Encyclopædia Britannica, Inc./Patrick O'Neill Riley

It used to be a standard trope in action movies, although you don’t see it much these days: a patch of apparently solid ground in the jungle that, when stepped on, turns out to have the consistency of cold oatmeal. The unlucky victim starts sinking down into the muck; struggling only makes it worse. Unless there’s a vine to grab a hold of, he or she disappears without a trace (except maybe a hat floating sadly on the surface). It was a bad way to go. Quicksand was probably the number-one hazard faced by silver-screen adventurers, followed by decaying rope bridges and giant clams that could hold a diver underwater.

Given how often quicksand deaths and near-deaths occur in film, you would think we would be seeing news about quicksand tragedies in real life. But an Internet search for deaths by quicksand won’t turn up much. Is quicksand actually as dangerous as advertised?
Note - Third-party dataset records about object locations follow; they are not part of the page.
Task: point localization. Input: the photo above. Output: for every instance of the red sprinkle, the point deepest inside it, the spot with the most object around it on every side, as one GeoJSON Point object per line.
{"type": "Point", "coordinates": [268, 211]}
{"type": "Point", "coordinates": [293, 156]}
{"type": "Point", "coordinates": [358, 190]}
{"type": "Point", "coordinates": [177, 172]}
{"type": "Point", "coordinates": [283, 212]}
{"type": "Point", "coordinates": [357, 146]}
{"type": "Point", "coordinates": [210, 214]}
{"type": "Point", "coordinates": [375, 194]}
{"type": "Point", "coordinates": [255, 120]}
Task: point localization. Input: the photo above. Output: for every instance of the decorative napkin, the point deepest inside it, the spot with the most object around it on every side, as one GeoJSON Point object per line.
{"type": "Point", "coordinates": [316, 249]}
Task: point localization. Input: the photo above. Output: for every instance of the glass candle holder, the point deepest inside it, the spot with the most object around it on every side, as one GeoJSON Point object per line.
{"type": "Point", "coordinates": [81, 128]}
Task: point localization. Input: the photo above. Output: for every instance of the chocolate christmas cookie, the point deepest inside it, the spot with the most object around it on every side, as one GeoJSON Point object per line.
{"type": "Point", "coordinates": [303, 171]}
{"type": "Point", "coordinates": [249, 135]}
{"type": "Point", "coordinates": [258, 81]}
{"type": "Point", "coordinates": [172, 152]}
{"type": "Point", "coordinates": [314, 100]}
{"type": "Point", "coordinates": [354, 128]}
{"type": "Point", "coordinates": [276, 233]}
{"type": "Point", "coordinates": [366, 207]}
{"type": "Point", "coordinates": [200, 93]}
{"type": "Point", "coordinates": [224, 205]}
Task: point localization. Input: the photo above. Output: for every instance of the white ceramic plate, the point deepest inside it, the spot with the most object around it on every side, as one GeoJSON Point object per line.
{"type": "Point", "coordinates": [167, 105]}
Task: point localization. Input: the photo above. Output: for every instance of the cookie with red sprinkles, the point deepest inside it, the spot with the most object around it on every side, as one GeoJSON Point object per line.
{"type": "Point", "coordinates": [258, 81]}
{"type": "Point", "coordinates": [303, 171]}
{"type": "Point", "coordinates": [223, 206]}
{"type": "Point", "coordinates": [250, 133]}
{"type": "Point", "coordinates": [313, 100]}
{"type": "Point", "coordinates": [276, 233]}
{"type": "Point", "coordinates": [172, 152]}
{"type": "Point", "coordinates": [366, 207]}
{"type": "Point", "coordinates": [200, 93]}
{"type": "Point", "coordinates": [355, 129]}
Nope. Quicksand—that is, sand that behaves as a liquid because it is saturated with water—can be a mucky nuisance, but it’s basically impossible to die in the way that is depicted in movies. That’s because quicksand is denser than the human body. People and animals can get stuck in it, but they don’t get sucked down to the bottom—they float on the surface. Our legs are pretty dense, so they may sink, but the torso contains the lungs, and thus is buoyant enough to stay out of trouble.

If you do find yourself stuck in quicksand, the best idea is to lean back so that the weight of your body is distributed over a wider area. Moving won’t cause you to sink. In fact, slow back-and-forth movements can actually let water into the cavity around a trapped limb, loosening the quicksand’s hold. Getting out will take a while, though. Physicists have calculated that the force required to extract your foot from quicksand at a rate of one centimeter per second is roughly equal to the force needed to lift a medium-sized car. One genuine danger is that a person who is immobilized in quicksand could be engulfed and drowned by an incoming tide—quicksands often occur in tidal areas—but even these types of accidents are very rare.